Qu’est-ce qu’une crypto-monnaie ?

Les crypto-monnaies, cryptodevises ou encore monnaies cryptographiques sont des monnaies d’échange alternatives à nos monnaies usuelles. Leur particularité, c’est qu’elles sont entièrement virtuelles, il est donc impossible de les échanger contre des billets ou des pièces. Contrairement à nos monnaies qui sont gérées par des institutions comme les Etats ou les banques, les crypto-monnaies ne dépendent pas d’un gouvernement, elles sont donc apolitiques. Néanmoins, elles sont régulées par un système informatique sous forme de “chaîne de blocs” qui contrôle les transactions qui sont publiques. La plus répandue des crypto-monnaies, Bitcoin, est également la première, créée en 2009. Depuis, le nombre de cryptodevises sur le marché n’a cessé d’augmenter, tout comme leur valeur et leur poids dans notre économie. Certains les voient même comme les remplaçantes de nos monnaies actuelles dans les années à venir.

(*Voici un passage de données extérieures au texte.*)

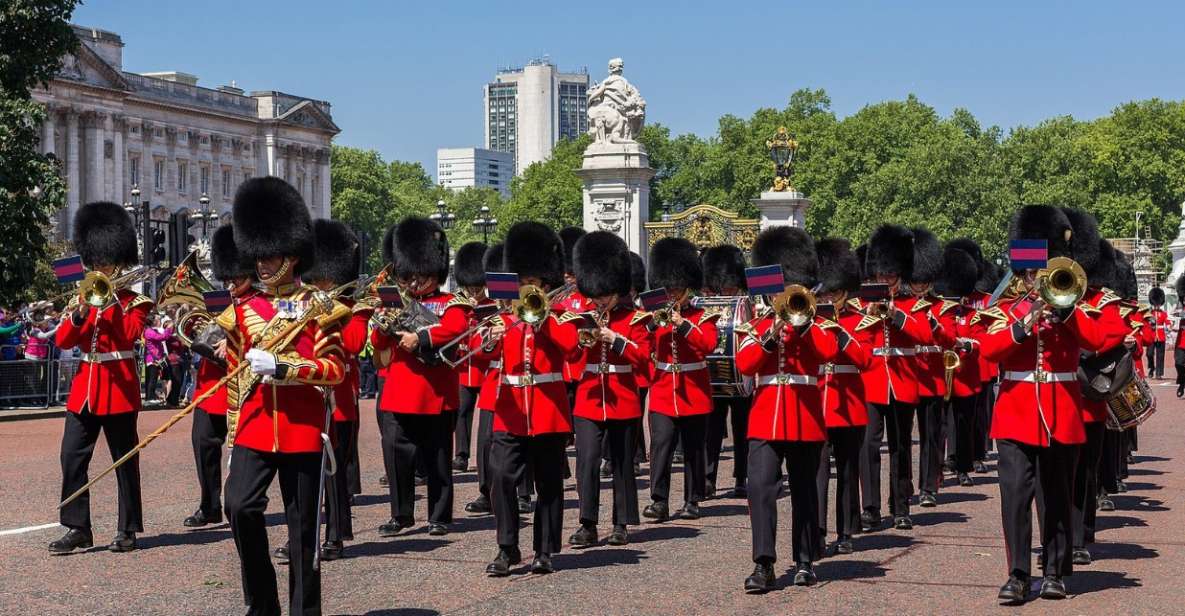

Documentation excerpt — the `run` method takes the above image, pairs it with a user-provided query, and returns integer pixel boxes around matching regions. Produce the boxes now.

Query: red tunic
[55,289,153,415]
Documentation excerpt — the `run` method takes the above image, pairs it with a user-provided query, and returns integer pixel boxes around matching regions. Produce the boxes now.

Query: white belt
[654,361,707,373]
[502,372,564,387]
[584,364,634,374]
[757,374,819,386]
[82,351,136,364]
[1004,370,1078,383]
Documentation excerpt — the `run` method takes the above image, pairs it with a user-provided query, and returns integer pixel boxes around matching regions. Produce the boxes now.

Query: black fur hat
[649,237,704,289]
[909,226,942,284]
[629,252,646,293]
[1008,205,1075,268]
[572,231,633,297]
[700,244,745,293]
[383,216,448,284]
[73,201,140,268]
[934,243,981,297]
[453,242,488,287]
[864,225,914,281]
[559,226,588,274]
[210,224,255,281]
[502,220,564,289]
[303,218,363,285]
[752,226,819,288]
[232,175,316,275]
[815,237,860,293]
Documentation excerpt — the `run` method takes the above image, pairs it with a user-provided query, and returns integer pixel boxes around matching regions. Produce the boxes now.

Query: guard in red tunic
[568,231,651,547]
[217,177,350,614]
[856,225,934,532]
[371,217,472,537]
[479,222,582,577]
[181,224,255,528]
[703,244,752,499]
[642,238,718,521]
[50,201,153,554]
[736,226,852,592]
[979,205,1102,604]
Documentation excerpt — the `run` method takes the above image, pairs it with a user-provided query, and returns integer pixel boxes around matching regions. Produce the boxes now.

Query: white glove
[244,348,276,377]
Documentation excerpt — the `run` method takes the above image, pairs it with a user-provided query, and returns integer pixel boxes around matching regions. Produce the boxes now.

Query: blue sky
[73,0,1185,177]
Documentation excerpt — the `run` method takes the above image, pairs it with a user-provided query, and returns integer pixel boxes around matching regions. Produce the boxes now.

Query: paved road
[0,386,1185,615]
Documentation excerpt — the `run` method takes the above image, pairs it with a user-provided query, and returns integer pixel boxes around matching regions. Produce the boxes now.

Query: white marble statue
[588,58,646,143]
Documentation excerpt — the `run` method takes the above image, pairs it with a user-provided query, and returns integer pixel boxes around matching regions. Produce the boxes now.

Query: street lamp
[473,205,498,244]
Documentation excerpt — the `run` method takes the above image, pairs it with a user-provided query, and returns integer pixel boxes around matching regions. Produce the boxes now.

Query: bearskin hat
[700,244,745,293]
[559,226,588,274]
[649,237,704,289]
[502,220,564,289]
[302,218,363,285]
[572,231,633,297]
[383,216,448,283]
[909,226,942,284]
[934,242,981,297]
[72,201,140,268]
[752,226,819,287]
[864,225,914,281]
[815,237,860,293]
[1008,205,1075,271]
[453,242,488,287]
[210,224,255,281]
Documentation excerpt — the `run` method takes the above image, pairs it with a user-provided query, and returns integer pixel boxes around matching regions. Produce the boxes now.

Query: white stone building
[436,148,514,197]
[482,58,589,173]
[33,26,340,238]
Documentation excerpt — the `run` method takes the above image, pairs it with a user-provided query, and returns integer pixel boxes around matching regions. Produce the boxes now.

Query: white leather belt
[1004,370,1078,383]
[584,364,634,374]
[82,351,136,364]
[757,374,819,385]
[502,372,564,387]
[654,361,707,373]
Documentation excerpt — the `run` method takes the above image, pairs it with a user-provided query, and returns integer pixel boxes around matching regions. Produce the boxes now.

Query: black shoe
[181,509,222,528]
[531,552,556,575]
[107,533,136,552]
[642,501,671,522]
[674,502,699,520]
[1040,576,1065,601]
[608,524,629,545]
[794,563,819,586]
[744,563,774,595]
[486,547,523,577]
[321,541,346,560]
[568,525,598,547]
[50,528,95,554]
[465,494,489,513]
[995,576,1029,605]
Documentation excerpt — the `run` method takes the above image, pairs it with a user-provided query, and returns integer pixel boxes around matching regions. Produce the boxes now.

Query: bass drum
[691,295,754,398]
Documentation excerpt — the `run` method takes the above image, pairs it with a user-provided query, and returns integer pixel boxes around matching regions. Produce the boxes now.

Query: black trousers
[226,445,321,615]
[325,422,358,541]
[910,396,946,494]
[860,400,914,518]
[651,412,707,503]
[58,409,145,533]
[455,385,481,462]
[572,417,639,526]
[705,396,752,486]
[190,409,226,518]
[379,411,456,525]
[749,438,822,563]
[489,432,569,554]
[997,439,1078,578]
[815,425,864,537]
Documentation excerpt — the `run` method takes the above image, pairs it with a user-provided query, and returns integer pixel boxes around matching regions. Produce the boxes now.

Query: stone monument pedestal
[749,191,811,231]
[576,142,654,259]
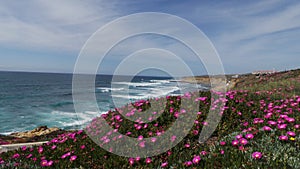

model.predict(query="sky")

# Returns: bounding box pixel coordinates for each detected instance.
[0,0,300,75]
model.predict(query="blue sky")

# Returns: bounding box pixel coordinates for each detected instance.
[0,0,300,74]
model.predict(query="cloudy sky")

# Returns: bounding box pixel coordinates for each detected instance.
[0,0,300,74]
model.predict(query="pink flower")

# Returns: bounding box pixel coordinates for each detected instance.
[277,124,287,129]
[138,136,144,141]
[245,133,254,139]
[145,157,152,164]
[192,156,201,164]
[184,161,193,167]
[235,134,243,139]
[26,154,32,158]
[47,160,53,166]
[21,146,27,151]
[220,141,226,146]
[151,137,157,143]
[200,151,207,156]
[128,158,134,165]
[285,117,295,123]
[41,160,48,167]
[12,153,20,158]
[38,146,44,154]
[240,138,248,145]
[161,162,168,168]
[61,152,71,159]
[286,131,296,137]
[171,136,176,142]
[231,140,239,146]
[279,135,289,140]
[263,126,272,131]
[268,120,277,126]
[70,155,77,161]
[252,151,262,159]
[139,141,145,148]
[51,145,56,150]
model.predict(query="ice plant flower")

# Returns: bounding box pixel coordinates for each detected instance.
[286,131,296,137]
[245,133,254,139]
[240,138,248,145]
[184,161,193,167]
[192,156,201,164]
[220,141,226,146]
[279,135,289,140]
[128,158,134,165]
[231,140,239,146]
[70,155,77,161]
[41,160,48,167]
[263,126,272,131]
[252,151,262,159]
[38,147,44,154]
[161,162,168,168]
[47,160,53,166]
[235,134,243,139]
[145,157,152,164]
[12,153,20,158]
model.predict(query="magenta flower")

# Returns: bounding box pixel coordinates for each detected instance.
[12,153,20,158]
[231,140,239,146]
[192,156,201,164]
[80,145,85,149]
[200,151,207,156]
[21,146,27,151]
[277,124,287,130]
[128,158,134,165]
[61,152,71,159]
[240,138,248,145]
[245,133,254,139]
[41,160,48,167]
[70,155,77,161]
[286,131,296,137]
[263,126,272,131]
[279,135,289,141]
[145,157,152,164]
[26,154,32,158]
[220,141,226,146]
[235,134,243,139]
[38,147,44,154]
[51,145,56,150]
[151,137,157,143]
[47,160,53,166]
[184,161,193,167]
[252,151,262,159]
[161,162,168,168]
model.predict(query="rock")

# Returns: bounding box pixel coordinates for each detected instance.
[10,126,60,138]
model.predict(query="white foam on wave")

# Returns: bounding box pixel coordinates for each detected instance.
[51,111,107,128]
[96,87,124,92]
[112,86,180,100]
[113,82,161,87]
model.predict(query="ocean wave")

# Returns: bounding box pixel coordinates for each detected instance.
[96,87,124,93]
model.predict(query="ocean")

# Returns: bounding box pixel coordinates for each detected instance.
[0,72,206,134]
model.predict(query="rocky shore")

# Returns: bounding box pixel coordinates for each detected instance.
[0,126,66,145]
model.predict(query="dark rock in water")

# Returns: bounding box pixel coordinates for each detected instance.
[10,126,61,138]
[0,126,68,145]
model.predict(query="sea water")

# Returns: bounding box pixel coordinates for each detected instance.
[0,72,205,134]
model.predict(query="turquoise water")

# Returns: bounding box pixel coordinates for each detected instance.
[0,72,201,134]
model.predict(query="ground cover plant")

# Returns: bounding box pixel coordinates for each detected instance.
[0,72,300,169]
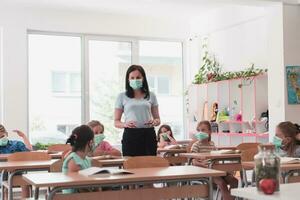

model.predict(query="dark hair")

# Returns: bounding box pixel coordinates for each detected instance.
[277,121,300,156]
[157,124,175,142]
[197,120,212,141]
[125,65,150,99]
[66,125,94,151]
[87,120,104,133]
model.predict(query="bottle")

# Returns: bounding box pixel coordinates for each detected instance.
[254,144,280,191]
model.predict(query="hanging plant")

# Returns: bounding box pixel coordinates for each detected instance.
[193,38,267,83]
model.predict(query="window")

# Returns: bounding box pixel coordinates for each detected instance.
[147,76,170,95]
[51,71,81,96]
[28,34,82,144]
[28,33,184,144]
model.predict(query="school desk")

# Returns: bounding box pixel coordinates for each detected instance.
[23,166,225,200]
[0,152,63,162]
[0,159,57,200]
[242,161,300,186]
[179,152,242,176]
[231,183,300,200]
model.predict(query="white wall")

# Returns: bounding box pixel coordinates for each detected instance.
[283,5,300,124]
[0,3,189,136]
[191,6,267,71]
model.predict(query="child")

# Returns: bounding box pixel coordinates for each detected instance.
[273,122,300,157]
[62,125,94,193]
[0,124,32,198]
[157,125,177,148]
[88,120,121,156]
[0,124,32,154]
[192,121,238,200]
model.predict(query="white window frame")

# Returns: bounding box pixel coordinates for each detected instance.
[27,29,188,139]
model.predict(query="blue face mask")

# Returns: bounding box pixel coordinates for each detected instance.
[129,79,143,90]
[194,132,209,140]
[0,136,8,147]
[94,134,105,147]
[273,136,282,148]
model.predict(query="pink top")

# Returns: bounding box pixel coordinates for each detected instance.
[96,141,113,151]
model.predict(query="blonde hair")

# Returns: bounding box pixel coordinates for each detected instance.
[87,120,104,132]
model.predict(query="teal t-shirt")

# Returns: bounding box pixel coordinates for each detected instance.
[62,152,92,194]
[115,92,158,128]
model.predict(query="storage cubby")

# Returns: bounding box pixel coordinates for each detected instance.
[187,74,269,146]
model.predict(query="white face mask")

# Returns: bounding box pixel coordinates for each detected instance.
[0,136,8,147]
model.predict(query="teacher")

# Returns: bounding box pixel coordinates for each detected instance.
[115,65,160,156]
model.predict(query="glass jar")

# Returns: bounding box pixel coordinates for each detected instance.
[254,144,280,191]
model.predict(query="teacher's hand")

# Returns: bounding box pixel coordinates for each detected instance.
[124,121,136,128]
[145,119,160,126]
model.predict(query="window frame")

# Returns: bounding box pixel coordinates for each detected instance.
[27,29,188,141]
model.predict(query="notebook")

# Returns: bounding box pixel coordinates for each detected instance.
[210,149,241,154]
[78,167,133,176]
[280,157,300,164]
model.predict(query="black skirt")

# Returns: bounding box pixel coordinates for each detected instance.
[122,128,157,156]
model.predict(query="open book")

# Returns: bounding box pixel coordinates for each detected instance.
[210,149,241,154]
[280,157,300,164]
[78,167,133,176]
[164,144,181,149]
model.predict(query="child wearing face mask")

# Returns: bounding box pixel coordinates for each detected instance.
[157,125,177,148]
[273,121,300,157]
[62,125,94,193]
[191,121,238,200]
[87,120,121,156]
[0,124,32,154]
[0,124,32,198]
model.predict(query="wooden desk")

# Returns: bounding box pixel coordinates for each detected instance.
[157,148,187,154]
[179,152,241,160]
[0,152,63,162]
[97,158,128,167]
[242,161,300,186]
[23,166,225,200]
[231,183,300,200]
[0,159,57,200]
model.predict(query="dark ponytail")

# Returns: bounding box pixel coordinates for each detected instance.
[66,125,94,151]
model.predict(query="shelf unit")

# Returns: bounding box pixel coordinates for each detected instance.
[187,74,269,146]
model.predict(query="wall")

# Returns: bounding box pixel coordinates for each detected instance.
[283,5,300,124]
[0,3,189,137]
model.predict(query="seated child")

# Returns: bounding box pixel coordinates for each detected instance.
[157,125,177,148]
[273,122,300,157]
[191,121,238,200]
[62,125,94,193]
[0,124,32,198]
[0,124,32,154]
[88,120,121,156]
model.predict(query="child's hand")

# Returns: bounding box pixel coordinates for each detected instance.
[13,130,26,138]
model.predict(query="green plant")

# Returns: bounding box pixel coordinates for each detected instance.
[193,38,267,83]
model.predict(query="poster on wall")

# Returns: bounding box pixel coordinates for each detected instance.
[286,66,300,104]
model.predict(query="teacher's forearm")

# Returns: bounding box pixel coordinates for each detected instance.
[115,120,125,128]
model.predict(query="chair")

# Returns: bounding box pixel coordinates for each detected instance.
[48,144,72,152]
[1,152,51,199]
[123,156,170,169]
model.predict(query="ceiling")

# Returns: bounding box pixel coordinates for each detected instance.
[0,0,280,18]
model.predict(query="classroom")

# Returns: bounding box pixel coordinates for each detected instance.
[0,0,300,200]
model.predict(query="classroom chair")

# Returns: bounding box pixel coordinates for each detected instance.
[1,152,51,199]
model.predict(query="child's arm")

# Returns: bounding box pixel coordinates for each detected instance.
[167,134,177,145]
[13,130,32,151]
[68,159,81,172]
[157,135,168,148]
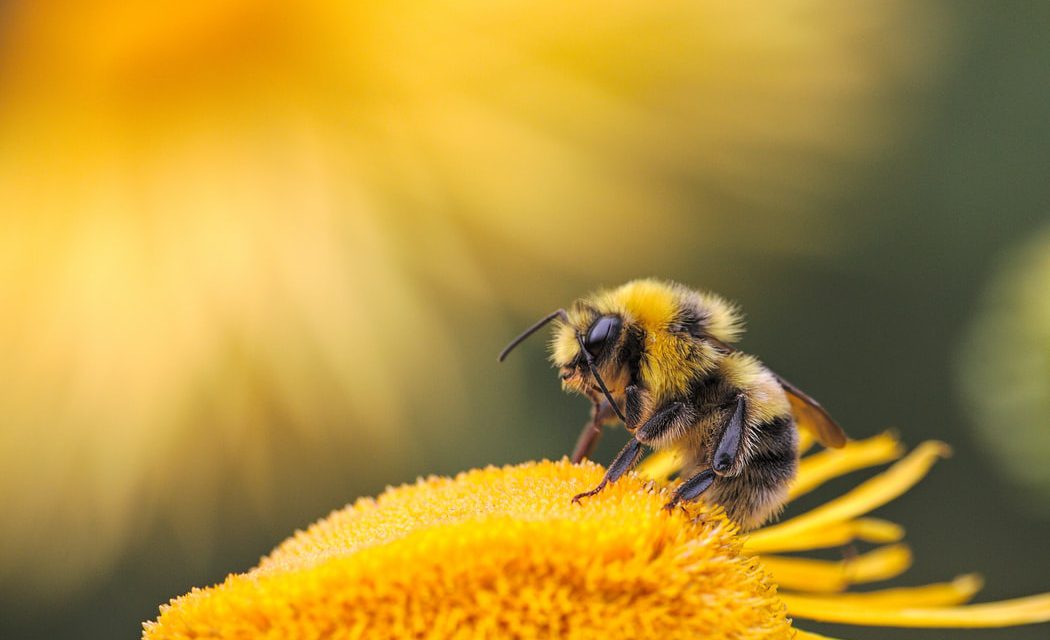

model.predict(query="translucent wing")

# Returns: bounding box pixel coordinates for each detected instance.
[774,374,846,449]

Une monnaie virtuelle et qui n’est pas corrompue en fonction des aléas politiques ? Un progrès pour l’environnement me direz-vous ! Et pourtant, l’empreinte écologique des crypto-monnaies est bien réelle…

Le “minage” : une activité énergivore

Le minage, c’est l’action de créer de la crypto-monnaie. Les consommateurs participent à une série de transactions dans la chaîne de blocs de la plateforme virtuelle; parmi ces participants qui ont investi la capacité de leur serveur dans la chaîne, celui qui achève la série de transactions (et seulement lui) obtient une partie de la crypto-monnaie créée. En théorie, il suffit donc d’un seul “mineur” à ce système, or le nombre de transactions journalières excède 300 000 aujourd’hui.

Cela s’explique par la valeur actuelle des crypto-devises. Aujourd’hui, un bitcoin vaut plus de 4000 dollars, et ce chiffre connaît une croissance exponentielle. De quoi motiver plus d’un à intégrer ce système… S’inscrire sur une plateforme informatique, l’activité paraît innoffensive, et en soi, elle l’est lorsque ces transactions sont faites par Monsieur “Tout-Le-Monde” depuis son ordinateur de bureau. Mais avec l’essor des crypto-monnaies et le besoin toujours croissant d’augmenter leur nombre (leur circulation sur le marché a été multipliée par 15 cette année), des fermes de minage ont vu le jour sur tous les continents, et principalement en Chine puisque l’énergie y est bon marché. Dans ces “fermes” on peut voir de longues allées où sont alignées des centaines de serveurs de minage. Ces machines sont très énergivores : cette industrie consomme plus de 288 MW d’après l’étude de Global Cryptocurrency Benchmarking, soit environ 96 fois la consommation de pays comme l’Irelande ou le Maroc ! Cette électricité n’est pas issue d’énergies renouvelables, d’autant plus que les fermes de minage se situent dans des pays en voie de développement où le coût est moins honéreux. En Chine, l’électricité qui alimente ces fermes est produite dans des centrales à charbon qui rejettent une quantité importante de CO2, ou gaz à effet de serre.

La puissance que nécessitent des réseaux tel que celui de Bitcoin est gigantesque, elle s’élève aujourd’hui à 100 fois celle de Google alors que ce dernier compte 1000 fois plus d’utilisateurs que le réseau Bitcoin. Qu’en adviendrait-il de l’environnement si les réseaux de crypto-monnaie atteignent un public de l’envergure de celui de Google ?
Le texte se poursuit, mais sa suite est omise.